We have seen in the last four or five weeks a massive upturn in traffic and that traffic, in turn, has resulted in an increase in our revenues, which are fully automated. So, we are in a lot better position than many companiees

Philip Marcella, chief executive

It has been an interesting and busy 12 months for the company formerly known as AppScatter.

It has changed its name to Airnow following its acquisition of Airpush, which was concluded in mid-December – a deal that moves the group a step closer to being a one-stop-shop for app developers and publishers.

This strategy will be further aided by a second purchase, the completion of which late next month should pave the way for a re-listing of the enlarged business.

The company’s stock market quote lapsed after six months’ suspension from trading as it carried out due diligence and the other important ancillary work required to complete Airpush the deal.

Headed for profitability 

Airnow has crossed the Rubicon: it is break-even and at the current revenue run rate expects to make US$5mln in profits this financial year.

The latest acquisition, whose details are being kept under wraps, could double current turnover, pushing annual profits to US$11mln.

Fundraising for this deal started a week ago and Airnow already has more than half the cash it requires to close the purchase.

“I have to say that this is an excellent performance, particularly in these extraordinary times,” said Philip Marcella, the chief executive.

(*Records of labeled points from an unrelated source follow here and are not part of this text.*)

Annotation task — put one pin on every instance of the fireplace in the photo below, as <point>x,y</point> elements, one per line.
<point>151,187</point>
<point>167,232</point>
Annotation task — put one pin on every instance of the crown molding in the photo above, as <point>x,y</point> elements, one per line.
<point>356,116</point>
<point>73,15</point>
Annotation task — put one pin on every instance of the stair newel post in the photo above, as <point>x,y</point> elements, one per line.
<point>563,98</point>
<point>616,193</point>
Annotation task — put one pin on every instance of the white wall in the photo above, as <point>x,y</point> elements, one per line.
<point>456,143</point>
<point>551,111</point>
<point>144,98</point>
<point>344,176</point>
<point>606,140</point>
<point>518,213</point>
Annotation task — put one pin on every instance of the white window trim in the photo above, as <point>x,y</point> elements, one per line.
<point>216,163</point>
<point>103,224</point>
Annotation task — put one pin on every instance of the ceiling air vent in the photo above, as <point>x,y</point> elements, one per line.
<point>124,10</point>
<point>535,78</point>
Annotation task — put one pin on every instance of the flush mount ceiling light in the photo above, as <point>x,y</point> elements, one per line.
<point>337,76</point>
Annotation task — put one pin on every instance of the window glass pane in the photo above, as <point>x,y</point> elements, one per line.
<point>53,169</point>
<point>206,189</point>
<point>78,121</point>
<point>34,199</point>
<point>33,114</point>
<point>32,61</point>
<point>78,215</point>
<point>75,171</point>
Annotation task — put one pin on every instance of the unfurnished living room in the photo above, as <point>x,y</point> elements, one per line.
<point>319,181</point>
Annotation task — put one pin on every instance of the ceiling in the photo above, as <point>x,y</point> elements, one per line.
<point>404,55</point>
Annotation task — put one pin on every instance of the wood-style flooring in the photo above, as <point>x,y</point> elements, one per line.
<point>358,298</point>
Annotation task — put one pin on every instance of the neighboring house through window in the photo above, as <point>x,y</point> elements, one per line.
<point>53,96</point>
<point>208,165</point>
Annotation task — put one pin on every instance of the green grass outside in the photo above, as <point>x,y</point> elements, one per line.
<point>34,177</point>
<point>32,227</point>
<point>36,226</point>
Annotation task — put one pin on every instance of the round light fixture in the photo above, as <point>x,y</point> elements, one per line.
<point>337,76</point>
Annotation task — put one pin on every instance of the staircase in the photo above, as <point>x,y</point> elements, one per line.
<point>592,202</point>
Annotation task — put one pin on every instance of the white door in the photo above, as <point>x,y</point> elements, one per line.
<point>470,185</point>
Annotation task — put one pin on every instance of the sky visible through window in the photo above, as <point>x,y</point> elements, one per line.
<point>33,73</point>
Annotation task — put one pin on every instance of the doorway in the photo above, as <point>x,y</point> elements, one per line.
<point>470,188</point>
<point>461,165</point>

The Airpush marriage, meanwhile, has propelled the company to a new level, not just financially, but operationally too.

Scaling up 

The enlarged business is home to 1.3mln developers and publishers, giving the company access to more than 250mln devices through its firmware updater.

The group has long-term blue-chip clients such as Amazon, Uber Eats, Domino’s Pizza, YOOX, Net-a-Porter, LabCave Games, Bosch and McKinsey.

“Both companies had the same goal – to create a one-stop-shop for app developers and publishers to manage their apps,” said CEO Marcella. “I think we are starting to achieve this.”

Practically, this means the company provides distribution and monetisation services for developers and publishers as well as security and data services.

Partnerships aid growth

Where it can’t buy and build it will organically grow new offerings for a hungry client base.

And of course, there are partnerships such as the agreements it has struck with the payment services platform, Bango, and the digital marketing agency interarrows, which is taking Airnow into Japan.

While traditional bricks and mortar businesses have struggled as the coronavirus lockdown has stifled economic activity, Airnow is positively flourishing (though Marcella appears somewhat abashed by the firm’s fortunate predicament).

Its workforce was mainly home-based before the outbreak, while the move to a more restricted, sedentary lifestyle has seen an upturn in demand for smartphone and tablet applications.

Conducting meetings online has seen a predictable surge in demand for Zoom, the communications platform, though the number is staggering with a month on month 751% increase in downloads via Apple, according to Airnow’s own data.


Knocking Zoom’s performance into a cocked hat is the face-to-face social network app, House Party, with downloads on the Google Play store up 1,500%.

“We have seen in the last four or five weeks a massive upturn in traffic and that traffic, in turn, has resulted in an increase in our revenues, which are fully automated,” said Marcella. “So, we are in a lot better position than many companies.”

Airnow’s year has been one of value creation. Its shares were delisted at 17.2p and funds were raised subsequently at 26.8p. After a one-for-five share consolidation they are now worth 134p each.

With 80mln shares in circulation, the firm is currently worth 107mln. Where it goes from there is anyone’s guess given the febrile state of the markets; however, those looking for a corona-resistant investment could do far worse than look at Airnow.